Lesung und Gespräch mit Jaroslav Rudiš 

Winterbergs letzte Reise                    und Musik von Hans Narva  

 

Moderation: Dr. Vera Schneider, Deutsches Kulturforum östliches Europa

 

 

Jan Kraus arbeitet als Altenpfleger in Berlin. Geboren ist er in Vimperk, dem früheren Winterberg, im Böhmerwald. Unter welchen Umständen er die Tschechoslowakei verlassen hat, das bleibt sein Geheimnis. Und sein Trauma. Kraus begleitet Schwerkranke in den letzten Tagen ihres Lebens. Die Zeit, die er mit seinen Patienten verbringt, nennt er „Überfahrt“. Einer von denen, die er auf der Überfahrt begleiten soll, ist Wenzel Winterberg, geboren 1918 in Reichenberg/Liberec. Als Sudetendeutscher wurde er nach dem Krieg aus der Tschechoslowakei vertrieben. Als Kraus ihn kennenlernt, liegt er gelähmt und abwesend im Bett. Es sind Kraus’ Erzählungen aus seiner Heimat Vimperk, die Winterberg aufwecken und ins Leben zurückholen.

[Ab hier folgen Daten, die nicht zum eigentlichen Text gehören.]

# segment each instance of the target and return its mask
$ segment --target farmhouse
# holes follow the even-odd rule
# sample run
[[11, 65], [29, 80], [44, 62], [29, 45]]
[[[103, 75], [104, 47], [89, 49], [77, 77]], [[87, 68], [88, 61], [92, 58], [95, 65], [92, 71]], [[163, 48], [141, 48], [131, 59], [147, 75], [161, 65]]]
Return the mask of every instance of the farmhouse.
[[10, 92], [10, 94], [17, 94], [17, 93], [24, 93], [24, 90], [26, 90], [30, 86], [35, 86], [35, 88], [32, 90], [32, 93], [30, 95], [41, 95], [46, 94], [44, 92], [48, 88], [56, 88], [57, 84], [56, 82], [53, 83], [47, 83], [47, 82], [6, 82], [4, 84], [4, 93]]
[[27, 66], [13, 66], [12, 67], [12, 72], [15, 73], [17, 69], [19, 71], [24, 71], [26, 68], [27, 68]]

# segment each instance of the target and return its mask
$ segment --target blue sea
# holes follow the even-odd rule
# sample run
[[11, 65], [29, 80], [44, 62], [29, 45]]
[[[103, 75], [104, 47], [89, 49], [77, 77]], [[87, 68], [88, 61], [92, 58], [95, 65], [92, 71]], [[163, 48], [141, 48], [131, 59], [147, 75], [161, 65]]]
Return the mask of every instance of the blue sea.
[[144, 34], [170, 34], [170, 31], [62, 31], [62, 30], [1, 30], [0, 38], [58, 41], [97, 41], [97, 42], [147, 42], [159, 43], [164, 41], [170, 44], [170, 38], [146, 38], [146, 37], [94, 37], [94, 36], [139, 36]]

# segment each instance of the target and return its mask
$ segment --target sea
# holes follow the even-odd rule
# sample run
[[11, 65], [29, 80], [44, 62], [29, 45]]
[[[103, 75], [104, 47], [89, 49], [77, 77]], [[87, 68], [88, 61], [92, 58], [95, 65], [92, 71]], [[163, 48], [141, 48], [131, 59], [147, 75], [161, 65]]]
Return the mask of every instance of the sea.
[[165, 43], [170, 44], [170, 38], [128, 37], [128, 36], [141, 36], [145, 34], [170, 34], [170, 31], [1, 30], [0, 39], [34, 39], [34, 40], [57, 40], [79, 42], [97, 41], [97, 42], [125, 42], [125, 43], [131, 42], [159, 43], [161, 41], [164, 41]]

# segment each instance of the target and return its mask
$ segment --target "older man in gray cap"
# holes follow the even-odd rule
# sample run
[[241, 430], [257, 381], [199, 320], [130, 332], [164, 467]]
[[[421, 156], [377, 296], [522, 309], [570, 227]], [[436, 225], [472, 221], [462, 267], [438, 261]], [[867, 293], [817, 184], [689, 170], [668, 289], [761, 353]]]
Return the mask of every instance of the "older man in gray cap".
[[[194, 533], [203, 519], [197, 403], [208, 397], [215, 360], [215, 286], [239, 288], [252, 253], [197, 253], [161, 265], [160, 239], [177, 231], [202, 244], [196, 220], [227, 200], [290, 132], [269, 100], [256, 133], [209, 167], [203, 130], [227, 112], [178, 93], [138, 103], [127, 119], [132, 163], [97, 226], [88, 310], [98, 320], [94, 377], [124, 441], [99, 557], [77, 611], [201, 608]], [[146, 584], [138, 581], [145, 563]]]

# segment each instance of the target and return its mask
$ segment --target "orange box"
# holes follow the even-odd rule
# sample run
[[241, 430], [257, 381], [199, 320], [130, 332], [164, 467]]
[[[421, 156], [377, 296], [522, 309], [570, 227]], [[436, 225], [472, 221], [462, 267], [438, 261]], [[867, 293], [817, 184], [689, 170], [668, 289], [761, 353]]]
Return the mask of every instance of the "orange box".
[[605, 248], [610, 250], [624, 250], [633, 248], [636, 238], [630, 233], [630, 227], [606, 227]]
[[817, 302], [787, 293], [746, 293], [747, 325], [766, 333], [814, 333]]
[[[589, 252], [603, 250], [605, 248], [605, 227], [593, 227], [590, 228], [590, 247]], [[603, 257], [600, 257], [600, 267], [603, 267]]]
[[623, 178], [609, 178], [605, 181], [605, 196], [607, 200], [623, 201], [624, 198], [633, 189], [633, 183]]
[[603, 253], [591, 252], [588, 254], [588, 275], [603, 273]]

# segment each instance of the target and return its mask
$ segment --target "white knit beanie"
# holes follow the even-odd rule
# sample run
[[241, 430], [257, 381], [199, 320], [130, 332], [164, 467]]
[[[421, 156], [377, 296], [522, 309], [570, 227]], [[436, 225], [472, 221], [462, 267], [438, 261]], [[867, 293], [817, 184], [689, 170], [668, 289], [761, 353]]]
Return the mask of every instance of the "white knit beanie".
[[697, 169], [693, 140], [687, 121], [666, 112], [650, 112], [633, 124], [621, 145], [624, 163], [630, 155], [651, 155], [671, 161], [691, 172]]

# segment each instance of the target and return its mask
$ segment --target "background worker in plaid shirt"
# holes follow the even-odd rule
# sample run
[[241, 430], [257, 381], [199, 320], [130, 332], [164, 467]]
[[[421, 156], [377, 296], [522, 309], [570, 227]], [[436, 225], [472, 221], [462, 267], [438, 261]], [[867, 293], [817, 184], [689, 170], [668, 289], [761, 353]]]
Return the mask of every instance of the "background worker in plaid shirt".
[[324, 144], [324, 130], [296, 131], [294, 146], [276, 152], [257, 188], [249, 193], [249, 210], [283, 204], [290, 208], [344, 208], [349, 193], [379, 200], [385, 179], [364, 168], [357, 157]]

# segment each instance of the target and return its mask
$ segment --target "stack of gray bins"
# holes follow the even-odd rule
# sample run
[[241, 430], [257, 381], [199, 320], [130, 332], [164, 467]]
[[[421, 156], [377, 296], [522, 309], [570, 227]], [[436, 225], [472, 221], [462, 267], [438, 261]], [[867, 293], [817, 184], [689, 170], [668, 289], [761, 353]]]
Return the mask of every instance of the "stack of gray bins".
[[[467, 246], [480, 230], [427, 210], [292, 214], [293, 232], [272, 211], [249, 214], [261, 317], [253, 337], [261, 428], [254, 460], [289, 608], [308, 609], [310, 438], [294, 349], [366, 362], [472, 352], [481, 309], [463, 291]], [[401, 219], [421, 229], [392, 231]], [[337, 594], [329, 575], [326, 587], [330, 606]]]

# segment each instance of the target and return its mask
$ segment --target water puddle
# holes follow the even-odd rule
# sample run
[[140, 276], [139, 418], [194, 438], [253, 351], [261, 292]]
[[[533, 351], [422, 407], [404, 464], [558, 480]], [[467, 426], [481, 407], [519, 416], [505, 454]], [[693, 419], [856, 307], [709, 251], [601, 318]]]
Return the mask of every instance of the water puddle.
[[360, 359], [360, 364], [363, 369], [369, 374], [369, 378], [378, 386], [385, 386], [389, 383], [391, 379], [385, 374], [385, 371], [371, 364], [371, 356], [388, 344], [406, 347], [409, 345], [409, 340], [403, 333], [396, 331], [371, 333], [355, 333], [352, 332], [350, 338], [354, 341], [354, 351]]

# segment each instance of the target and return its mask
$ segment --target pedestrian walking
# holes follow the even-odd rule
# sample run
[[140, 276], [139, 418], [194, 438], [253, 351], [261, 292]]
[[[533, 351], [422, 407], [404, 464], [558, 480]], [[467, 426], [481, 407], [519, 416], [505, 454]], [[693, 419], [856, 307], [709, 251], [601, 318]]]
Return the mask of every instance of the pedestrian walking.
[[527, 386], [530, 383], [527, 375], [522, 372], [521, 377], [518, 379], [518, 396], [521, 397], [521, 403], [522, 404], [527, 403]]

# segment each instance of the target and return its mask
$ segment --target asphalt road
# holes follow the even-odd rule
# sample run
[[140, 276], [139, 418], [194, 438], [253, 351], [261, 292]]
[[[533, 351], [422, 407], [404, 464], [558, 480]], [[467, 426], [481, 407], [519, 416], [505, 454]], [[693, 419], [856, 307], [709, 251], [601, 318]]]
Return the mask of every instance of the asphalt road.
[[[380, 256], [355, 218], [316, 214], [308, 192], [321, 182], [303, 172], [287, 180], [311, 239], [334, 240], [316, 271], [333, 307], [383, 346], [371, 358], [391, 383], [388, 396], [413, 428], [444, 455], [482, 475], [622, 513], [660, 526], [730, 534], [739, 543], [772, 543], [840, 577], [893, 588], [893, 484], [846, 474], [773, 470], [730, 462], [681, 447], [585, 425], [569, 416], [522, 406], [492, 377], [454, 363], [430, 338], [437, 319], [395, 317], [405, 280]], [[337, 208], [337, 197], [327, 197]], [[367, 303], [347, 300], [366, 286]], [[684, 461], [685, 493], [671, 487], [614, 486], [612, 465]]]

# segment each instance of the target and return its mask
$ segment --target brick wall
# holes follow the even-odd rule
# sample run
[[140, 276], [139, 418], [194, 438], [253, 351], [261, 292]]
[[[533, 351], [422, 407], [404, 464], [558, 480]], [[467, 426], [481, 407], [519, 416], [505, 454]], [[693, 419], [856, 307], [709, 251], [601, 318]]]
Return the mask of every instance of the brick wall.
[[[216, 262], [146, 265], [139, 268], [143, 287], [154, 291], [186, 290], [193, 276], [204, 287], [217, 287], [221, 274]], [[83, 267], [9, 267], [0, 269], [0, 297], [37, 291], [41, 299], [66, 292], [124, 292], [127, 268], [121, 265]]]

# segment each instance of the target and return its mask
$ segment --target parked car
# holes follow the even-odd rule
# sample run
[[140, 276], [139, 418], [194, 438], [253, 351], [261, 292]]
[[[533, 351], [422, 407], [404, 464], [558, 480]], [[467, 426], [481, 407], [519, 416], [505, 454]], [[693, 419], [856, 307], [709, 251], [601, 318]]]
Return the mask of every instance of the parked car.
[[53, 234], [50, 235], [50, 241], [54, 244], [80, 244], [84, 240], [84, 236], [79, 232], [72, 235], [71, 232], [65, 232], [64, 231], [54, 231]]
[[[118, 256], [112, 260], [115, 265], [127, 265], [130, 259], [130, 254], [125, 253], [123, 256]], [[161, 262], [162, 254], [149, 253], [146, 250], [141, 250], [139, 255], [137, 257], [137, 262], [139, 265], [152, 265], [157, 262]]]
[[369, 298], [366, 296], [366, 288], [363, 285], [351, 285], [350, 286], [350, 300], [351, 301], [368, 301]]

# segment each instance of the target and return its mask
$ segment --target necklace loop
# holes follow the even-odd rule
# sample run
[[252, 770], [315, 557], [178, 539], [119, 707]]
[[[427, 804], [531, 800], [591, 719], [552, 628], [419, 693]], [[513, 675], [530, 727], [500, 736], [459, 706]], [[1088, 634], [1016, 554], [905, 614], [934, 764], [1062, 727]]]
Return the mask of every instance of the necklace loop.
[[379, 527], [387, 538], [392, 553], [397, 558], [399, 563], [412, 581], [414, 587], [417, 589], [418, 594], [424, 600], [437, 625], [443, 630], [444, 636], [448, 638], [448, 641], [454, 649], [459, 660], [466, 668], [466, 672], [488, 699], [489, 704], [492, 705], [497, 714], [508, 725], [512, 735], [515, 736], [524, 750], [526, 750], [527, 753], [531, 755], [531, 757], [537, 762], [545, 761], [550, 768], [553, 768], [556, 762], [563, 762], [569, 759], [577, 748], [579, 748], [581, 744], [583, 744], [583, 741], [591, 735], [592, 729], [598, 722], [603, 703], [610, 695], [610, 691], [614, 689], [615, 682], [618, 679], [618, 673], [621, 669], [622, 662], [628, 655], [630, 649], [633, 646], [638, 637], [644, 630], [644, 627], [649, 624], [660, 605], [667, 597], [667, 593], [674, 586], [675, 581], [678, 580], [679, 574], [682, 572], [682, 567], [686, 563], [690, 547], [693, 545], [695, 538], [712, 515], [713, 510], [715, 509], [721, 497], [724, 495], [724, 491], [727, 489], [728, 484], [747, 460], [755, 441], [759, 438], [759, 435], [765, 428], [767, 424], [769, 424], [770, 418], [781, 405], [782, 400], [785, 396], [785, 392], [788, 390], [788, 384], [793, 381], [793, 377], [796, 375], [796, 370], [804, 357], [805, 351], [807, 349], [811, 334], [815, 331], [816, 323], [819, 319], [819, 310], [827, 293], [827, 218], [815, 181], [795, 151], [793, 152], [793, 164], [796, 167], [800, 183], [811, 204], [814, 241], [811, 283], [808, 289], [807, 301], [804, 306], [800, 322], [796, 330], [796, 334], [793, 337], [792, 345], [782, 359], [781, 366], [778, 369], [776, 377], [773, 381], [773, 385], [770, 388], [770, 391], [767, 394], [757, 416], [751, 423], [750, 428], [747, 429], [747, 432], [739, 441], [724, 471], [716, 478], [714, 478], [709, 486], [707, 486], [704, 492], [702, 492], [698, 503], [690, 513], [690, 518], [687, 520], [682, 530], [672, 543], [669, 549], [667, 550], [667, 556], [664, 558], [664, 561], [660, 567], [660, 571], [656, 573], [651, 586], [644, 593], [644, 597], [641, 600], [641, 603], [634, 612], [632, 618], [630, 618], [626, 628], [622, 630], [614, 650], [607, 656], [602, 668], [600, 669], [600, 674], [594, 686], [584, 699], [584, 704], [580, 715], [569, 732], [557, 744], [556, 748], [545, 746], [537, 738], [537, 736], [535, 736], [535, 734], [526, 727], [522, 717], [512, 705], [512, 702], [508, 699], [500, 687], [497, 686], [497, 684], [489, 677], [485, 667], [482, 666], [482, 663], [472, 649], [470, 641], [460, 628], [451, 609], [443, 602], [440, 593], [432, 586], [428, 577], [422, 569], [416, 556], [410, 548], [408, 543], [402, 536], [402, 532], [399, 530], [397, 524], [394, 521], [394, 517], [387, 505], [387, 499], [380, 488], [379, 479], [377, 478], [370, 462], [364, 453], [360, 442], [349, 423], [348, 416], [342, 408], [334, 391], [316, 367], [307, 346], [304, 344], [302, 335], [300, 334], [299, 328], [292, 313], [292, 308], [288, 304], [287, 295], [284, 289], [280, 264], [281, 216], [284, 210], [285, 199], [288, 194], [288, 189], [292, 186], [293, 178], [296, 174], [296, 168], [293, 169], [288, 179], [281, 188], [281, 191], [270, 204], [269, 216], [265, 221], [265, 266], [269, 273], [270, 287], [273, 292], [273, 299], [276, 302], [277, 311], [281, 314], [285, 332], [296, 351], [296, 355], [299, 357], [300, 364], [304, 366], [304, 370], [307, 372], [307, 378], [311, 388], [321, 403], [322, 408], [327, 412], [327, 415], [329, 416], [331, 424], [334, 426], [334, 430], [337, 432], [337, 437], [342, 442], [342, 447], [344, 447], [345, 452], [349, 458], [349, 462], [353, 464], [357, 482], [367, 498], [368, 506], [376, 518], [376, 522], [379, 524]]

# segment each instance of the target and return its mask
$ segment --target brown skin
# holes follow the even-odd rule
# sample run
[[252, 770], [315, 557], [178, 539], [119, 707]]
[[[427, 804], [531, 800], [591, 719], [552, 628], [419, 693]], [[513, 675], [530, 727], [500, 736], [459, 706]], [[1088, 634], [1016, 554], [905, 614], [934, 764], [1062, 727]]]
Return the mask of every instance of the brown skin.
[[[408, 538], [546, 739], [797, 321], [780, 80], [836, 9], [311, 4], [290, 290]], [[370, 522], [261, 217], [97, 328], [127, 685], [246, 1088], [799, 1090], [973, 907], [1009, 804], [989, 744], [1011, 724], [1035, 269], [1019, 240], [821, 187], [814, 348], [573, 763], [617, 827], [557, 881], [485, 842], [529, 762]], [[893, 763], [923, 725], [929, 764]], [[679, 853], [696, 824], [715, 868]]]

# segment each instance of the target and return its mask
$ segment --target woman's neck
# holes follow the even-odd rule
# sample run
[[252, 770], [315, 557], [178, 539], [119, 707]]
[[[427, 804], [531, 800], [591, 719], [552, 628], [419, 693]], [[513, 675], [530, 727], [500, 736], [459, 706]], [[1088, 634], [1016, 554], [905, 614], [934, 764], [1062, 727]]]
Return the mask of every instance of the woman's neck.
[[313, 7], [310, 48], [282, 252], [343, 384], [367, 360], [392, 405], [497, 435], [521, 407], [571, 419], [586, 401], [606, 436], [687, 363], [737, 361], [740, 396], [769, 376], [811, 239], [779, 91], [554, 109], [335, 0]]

Doch Winterberg will mehr von Kraus, er will mit ihm eine letzte Reise antreten, auf der Suche nach seiner verlorenen Liebe – eine Reise, die die beiden durch die Geschichte Mitteleuropas führt. Von Berlin nach Sarajevo über Reichenberg, Prag, Wien und Budapest. Denn nicht nur Kraus, auch Winterberg verbirgt ein Geheimnis. 

 

Jaroslav Rudiš, geboren 1972, ist Schriftsteller, Drehbuchautor und Dramatiker. Im Luchterhand Literaturverlag erschienen bisher seine aus dem Tschechischen übersetzten Romane Grand Hotel (2008), Die Stille in Prag, Vom Ende des Punks in Helsinki (2014) und Nationalstraße (2016), beim btb außerdem Der Himmel unter Berlin (2004). Der erste Roman, den er auf Deutsch geschrieben hat, ist Winterbergs letzte Reise (2019). 2014 erhielt Jaroslav Rudiš den Usedomer Literaturpreis, 2015 den Georg-Dehio-Kulturpreis und 2018 den Preis der Literaturhäuser. Auf der Leipziger Buchmesse wurde Winterbergs letzte Reise 2019 in der Kategorie Belletristik nominiert.